In simple terms, Formula Thunder 5000 is a new-age version of our premier openwheeler category from the 1970s, the 5-litre stock-block V8 Formula 5000.
The basis of the new Formula Thunder 5000 (FT5000) is a one-make carbon-fibre monocoque chassis powered by a specially developed 5-litre stock-block Ford V8 engine.
FT5000 is the brainchild of former journalist, publisher and more recently historic F5000 driver Chris Lambden.
“This has been quietly evolving for two years,” Lambden said, “ever since I had the opportunity to race a historic F5000 car myself.
“Everywhere we went, the reaction was the same – that is, that this was the best thing ever in Australian motorsport and what a shame there wasn’t something like it now.
“I eventually started to take that on board and decided to see if there was any way a sensibly cost-controlled, modern version of the greatest openwheeler formula in Australia’s motorsport history, outside of F1, might be possible – and that’s what I believe we’ve come up with.

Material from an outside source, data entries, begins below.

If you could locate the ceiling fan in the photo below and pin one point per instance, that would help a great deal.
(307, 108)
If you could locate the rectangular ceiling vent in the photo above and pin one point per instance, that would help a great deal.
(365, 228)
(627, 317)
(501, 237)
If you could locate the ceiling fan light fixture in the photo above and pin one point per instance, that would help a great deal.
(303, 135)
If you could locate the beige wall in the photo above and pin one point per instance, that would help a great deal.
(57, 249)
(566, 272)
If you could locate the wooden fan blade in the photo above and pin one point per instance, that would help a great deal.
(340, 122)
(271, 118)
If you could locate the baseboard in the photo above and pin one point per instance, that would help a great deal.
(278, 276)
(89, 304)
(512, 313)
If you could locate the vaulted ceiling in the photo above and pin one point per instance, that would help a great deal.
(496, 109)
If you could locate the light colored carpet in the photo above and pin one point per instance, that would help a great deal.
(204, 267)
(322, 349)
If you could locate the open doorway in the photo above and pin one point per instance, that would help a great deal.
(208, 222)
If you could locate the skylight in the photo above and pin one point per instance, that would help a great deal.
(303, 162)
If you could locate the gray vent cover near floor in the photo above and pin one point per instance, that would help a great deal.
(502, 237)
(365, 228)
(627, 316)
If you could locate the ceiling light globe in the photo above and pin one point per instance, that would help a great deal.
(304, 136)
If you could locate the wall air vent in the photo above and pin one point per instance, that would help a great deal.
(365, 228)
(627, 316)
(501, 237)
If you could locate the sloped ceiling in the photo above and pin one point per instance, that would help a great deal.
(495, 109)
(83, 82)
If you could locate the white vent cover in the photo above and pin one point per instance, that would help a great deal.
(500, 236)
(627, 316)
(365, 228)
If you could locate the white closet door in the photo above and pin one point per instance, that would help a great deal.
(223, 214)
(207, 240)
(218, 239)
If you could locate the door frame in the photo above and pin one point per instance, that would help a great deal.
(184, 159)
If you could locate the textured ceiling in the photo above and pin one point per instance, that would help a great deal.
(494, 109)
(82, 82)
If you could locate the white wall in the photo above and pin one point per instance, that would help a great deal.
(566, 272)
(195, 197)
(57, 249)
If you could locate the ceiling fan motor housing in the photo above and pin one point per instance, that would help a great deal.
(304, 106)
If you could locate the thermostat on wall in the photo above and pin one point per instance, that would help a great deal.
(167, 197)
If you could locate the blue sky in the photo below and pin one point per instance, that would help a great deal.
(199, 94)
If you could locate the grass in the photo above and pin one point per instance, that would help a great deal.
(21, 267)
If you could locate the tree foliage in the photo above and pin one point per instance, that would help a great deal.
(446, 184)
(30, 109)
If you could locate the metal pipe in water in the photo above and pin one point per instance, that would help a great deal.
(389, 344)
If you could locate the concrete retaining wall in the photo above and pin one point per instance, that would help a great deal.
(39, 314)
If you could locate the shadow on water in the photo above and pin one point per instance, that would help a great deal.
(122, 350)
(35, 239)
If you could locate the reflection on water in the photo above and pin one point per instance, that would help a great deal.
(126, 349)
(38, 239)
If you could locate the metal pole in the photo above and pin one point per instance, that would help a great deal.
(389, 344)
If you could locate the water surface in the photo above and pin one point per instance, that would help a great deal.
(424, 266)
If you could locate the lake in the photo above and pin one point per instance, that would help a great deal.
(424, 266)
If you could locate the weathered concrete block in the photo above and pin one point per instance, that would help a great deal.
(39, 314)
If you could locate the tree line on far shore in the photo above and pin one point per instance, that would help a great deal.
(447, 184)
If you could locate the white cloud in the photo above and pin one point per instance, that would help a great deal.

“The FT5000 car will be a seriously challenging, powerful, fast, openwheeler race car to drive ... and the sight and sound of a grid full of them getting off the line should be awesome ...”
Lambden stresses that the over-riding aim has been to keep the costs as low and as controlled as possible. To that end, the car is comprised mostly of ‘control’ components – most of which will be manufactured in Australia and New Zealand. The overall car specification will also be frozen for a minimum of four years.
Crucial to the project’s viability has been the ability to use Swift Engineering’s pre-2012 Japanese Formula Nippon chassis as the basis for the FT5000 car. Along with permission to use the chassis design, Lambden has also acquired Swift’s manufacturing tools and patterns for it.
“That is what, in reality, has allowed the project to proceed,” he said. “The design is fully FIA crash-test compliant, so it’s right up there in terms of safety standards – and it’s a coollooking car.”
The actual construction of the cars will be an almost-entirely home-grown affair.
The chassis will be manufactured in Melbourne ex-McLaren F1 composites engineer Lee Cason. Construction will be overseen by Mike Borland, chief of Borland Racing, the Melbourne-based manufacturer of Spectrum Formula Ford racing cars.